Investigators shut down Tigard marijuana dispensary following raid

by: SUBMITTED - Five firearms and several pounds of marijuana were found during a raid of a home and Tigard medical marijuana dispensary last week. The raid came just six weeks before voters are to decide on whether to legalize marijuana. Today, the office space of The Human Collective marijuana dispensary on Pacific Highway is empty.

The signs have been removed and dark shades cover the windows.

But last Thursday, the two-year-old nonprofit was the site of a raid by Washington County’s drug task force, which recovered about 40 pounds of marijuana buds from the store.

Investigators also searched an empty, adjacent office space and neighboring Grow American Garden Supply shop, as well as the Tigard home of two of The Human Collective’s employees a few blocks away.

No arrests were made in the raids, but investigators seized 21 large marijuana plants, more than 200 smaller plants at the residence, five firearms and more than $23,000 in cash.

The storefront, located at 11509 S.W. Pacific Highway near Interstate 5, was known in the area as a place for medical marijuana cardholders to get access to marijuana.

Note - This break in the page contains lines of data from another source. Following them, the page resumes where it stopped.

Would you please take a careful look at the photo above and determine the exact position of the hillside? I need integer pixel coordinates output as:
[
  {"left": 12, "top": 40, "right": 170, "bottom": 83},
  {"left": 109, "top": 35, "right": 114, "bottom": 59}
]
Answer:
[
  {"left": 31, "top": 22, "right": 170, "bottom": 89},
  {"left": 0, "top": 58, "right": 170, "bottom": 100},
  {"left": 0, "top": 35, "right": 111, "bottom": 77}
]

The group prided itself on being a place that legally supplied medical marijuana cardholders with the drug since it opened its operation in 2010.

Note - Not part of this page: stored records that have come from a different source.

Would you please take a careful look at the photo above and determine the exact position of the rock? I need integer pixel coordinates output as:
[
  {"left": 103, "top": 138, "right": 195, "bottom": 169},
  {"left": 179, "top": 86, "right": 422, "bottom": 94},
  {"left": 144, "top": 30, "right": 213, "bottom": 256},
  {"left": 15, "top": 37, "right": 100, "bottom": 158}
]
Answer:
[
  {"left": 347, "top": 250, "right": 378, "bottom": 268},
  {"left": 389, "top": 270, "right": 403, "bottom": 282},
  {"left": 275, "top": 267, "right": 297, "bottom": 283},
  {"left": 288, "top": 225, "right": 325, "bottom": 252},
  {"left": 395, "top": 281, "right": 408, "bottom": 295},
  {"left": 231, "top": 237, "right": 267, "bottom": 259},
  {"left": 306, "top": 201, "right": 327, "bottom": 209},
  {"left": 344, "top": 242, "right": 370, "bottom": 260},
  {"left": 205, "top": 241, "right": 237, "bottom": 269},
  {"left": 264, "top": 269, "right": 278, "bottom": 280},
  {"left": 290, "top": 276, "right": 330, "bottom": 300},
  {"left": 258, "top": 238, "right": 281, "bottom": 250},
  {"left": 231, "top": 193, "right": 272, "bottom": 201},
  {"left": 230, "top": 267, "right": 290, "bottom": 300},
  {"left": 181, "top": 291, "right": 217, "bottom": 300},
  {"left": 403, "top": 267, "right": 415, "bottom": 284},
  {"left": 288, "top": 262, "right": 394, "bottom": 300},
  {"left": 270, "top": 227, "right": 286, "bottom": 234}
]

The organization’s founder Sarah Bennett told The Times shortly after THC opened that the group was a way for medical marijuana cardholders without access to the drug to still have access to their medicine.

“(Medical marijuana cardholders) have needs that are immediate,” Bennett said at the time. “You can go and get your Advil or your aspirin or your other prescription drugs in a timely manner because you’re in pain and you’re suffering, and that’s what we try to offer here.”

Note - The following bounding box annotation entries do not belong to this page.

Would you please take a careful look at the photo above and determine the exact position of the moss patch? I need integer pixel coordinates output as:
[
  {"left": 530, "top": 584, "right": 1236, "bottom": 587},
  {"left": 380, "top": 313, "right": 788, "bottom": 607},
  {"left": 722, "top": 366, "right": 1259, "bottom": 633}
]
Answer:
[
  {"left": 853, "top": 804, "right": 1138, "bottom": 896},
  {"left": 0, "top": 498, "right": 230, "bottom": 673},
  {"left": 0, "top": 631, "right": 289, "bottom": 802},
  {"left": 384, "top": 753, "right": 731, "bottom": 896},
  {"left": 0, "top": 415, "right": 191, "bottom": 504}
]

Medical marijuana dispensaries are illegal in Oregon, but Bennett said because the collective did not charge for the marijuana, it was operating legally.

Nearly $2 million collected

by: SUBMITTED - Washington County Sheriff's deputies discovered 21 large marijuana plants growing in the backyard of Sarah Bennet during a raid of her home, last Thursday. By law, medical marijuana cardholders are not allowed to pay for the illicit plant, but they are allowed to reimburse growers for the costs of production, electricity, supplies, etc.

Washington County Sheriff’s Office spokesman Sgt. Bob Ray said the Tigard company inflated the prices of the marijuana to make more than $1.7 million in sales during the past year.

“The medical marijuana program says that you can charge a grower for the exact costs it costs to grow that marijuana, but they were selling it at retail prices at the store — so many times over what it costs to actually grow the marijuana,” Ray said. “It was pennies on the dollar of what it costs to grow marijuana for someone.”

Members of the collective could walk in and purchase marijuana if customers put money into a “MedExpress” account, which could be transferred later to the collective to reimburse growers for the cannabis.

Furthermore, Ray said, the company’s business model was illegal.

“That’s not the way that it works,” he said. “You have to be a grower for that particular medical marijuana cardholder.

“You can’t have product in a store for people to come in and look through. You can’t say, ‘I’m a medical marijuana cardholder,’ and sell it to me. That’s a retail operation.”

Growers must go through the state’s medical marijuana program if they are going to grow for someone else, Ray said. “Instead, they did $1.7 million in 12 months.”

Advocates for Measure 80

The raids came less than six weeks before Oregonians will vote on Ballot Measure 80, a statewide ballot measure which would legalize and tax the sale of marijuana.

Oregon is one of three Western states hoping to legalize the drug this November.

Officials at The Human Collective were advocates for Measure 80, and told The Times in 2010 that they welcomed government regulation of the medical marijuana industry.

If voters approve Measure 80 on Nov. 6, the sale of marijuana would be legal through state-licensed stores, similar to Oregon’s liquor stores, and would allow anyone to purchase and consume the plant.

The measure would effectively make marijuana use legal in Oregon, but the growth and sale of marijuana would be controlled — and taxed — by the state.

The state would create a commission to license people to grow marijuana, which would then be sold in state-run stores. These stores would be able to sell the drug to pharmacies and medical research facilities.

If the law were in effect, would The Human Collective have been raided last week? Probably, Ray said.

“The stores would be state-run and operated. You couldn’t just have a retail store like this one,” he said.

The state’s law would have no effect on the national law, which classifies marijuana and Oregon’s medical marijuana program as illegal.

The Human Collective faced no inspection or regulation from state or local authorities during its two years in operation.

It’s unclear how many dispensaries there are in Oregon, as no state agency is required to keep track.

However, The Human Collective has been on the sheriff’s office radar.

“It was the only dispensary in Washington County. Now there are no dispensaries in Washington County,” Ray said.

The case will go before a grand jury, which will decide if an arrest should be made in the case, he added.